Founding partner, Ken Levinson, was honored with an invitation to help teach other trial lawyers at a private program for attorney members of the American Association for Justice last week in our nation’s capital. Ken shared his knowledge and experience advocating for victims of serious truck collision and traumatic brain injury cases with his fellow practitioners in conferences held on Friday and Saturday.
Ken taught other trucking attorneys about his experiences running focus groups in Chicago. In one example, he discussed a serious injury resulting from a tractor-trailer crash. Ken detailed ideas and strategies to help a severely injured young man hold a driver and trucking company accountable for their careless actions.
Through his talk, Ken helped other lawyers by testing themes that would resonate with a jury and to craft arguments that would most effectively help to obtain a fair result for their injured clients. He shared exhibits, videos, photos of the crash scene, as well as examples of truck safety rules and regulations that were helpful in telling the young man’s story and how to best express to a jury how the defendants’ careless acts led to his condition. He also showed the approximately 80 lawyers in attendance video clips demonstrating how participants of his focus group reacted to his presentation and what they thought of the case.
On Saturday, Ken spoke to a group of trial lawyers about effectively representing clients in traumatic brain injury cases.

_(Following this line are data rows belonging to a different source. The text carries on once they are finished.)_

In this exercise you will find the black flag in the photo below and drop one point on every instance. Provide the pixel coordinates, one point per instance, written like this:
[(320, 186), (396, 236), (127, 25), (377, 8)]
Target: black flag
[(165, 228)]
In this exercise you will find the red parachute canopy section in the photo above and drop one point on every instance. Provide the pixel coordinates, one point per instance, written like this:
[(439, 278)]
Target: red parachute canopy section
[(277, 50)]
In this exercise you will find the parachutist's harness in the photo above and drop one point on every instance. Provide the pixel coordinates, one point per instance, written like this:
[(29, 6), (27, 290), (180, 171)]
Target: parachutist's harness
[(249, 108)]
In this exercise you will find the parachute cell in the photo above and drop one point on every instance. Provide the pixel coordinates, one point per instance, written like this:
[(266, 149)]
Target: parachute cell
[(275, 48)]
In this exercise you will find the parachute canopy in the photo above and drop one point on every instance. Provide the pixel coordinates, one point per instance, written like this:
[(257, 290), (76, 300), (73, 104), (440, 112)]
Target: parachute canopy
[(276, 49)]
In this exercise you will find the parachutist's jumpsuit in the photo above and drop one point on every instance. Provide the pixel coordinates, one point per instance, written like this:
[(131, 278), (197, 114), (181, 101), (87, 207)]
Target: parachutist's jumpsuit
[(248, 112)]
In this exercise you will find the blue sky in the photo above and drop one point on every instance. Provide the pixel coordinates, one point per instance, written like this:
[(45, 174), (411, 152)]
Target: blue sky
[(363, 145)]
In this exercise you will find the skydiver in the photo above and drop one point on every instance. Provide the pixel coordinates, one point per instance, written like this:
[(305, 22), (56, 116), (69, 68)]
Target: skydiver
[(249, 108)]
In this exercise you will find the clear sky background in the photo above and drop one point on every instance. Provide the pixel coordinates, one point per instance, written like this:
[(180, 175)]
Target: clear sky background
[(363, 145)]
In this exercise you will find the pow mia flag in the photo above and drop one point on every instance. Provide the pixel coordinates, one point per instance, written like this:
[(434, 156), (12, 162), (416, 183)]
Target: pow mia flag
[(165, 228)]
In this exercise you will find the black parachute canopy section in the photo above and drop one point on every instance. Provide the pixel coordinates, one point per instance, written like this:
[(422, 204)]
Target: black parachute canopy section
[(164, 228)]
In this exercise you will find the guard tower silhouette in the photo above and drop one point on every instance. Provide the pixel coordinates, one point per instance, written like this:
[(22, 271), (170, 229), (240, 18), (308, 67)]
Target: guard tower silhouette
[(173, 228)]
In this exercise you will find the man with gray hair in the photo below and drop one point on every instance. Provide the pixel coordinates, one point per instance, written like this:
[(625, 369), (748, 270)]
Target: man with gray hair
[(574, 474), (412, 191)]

Specifically, he shared his experience helping another lawyer with a case in a rural, conservative county, where even after the wife of a brain injury victim testified at a deposition, the insurance company offered no money for her husband’s tragic and avoidable injury.
After spending the day with the victim’s family and learning about what they have gone through and what they have been dealing with since this awful crash, Ken shared his experience with his colleagues of how he was able to help the family’s attorney, despite no offer to settle from the defense, to present the family’s testimony at trial in a more effective way leading to the jury awarding a record setting verdict in the case, by truly learning their story and helping share it effectively on the client’s day in court.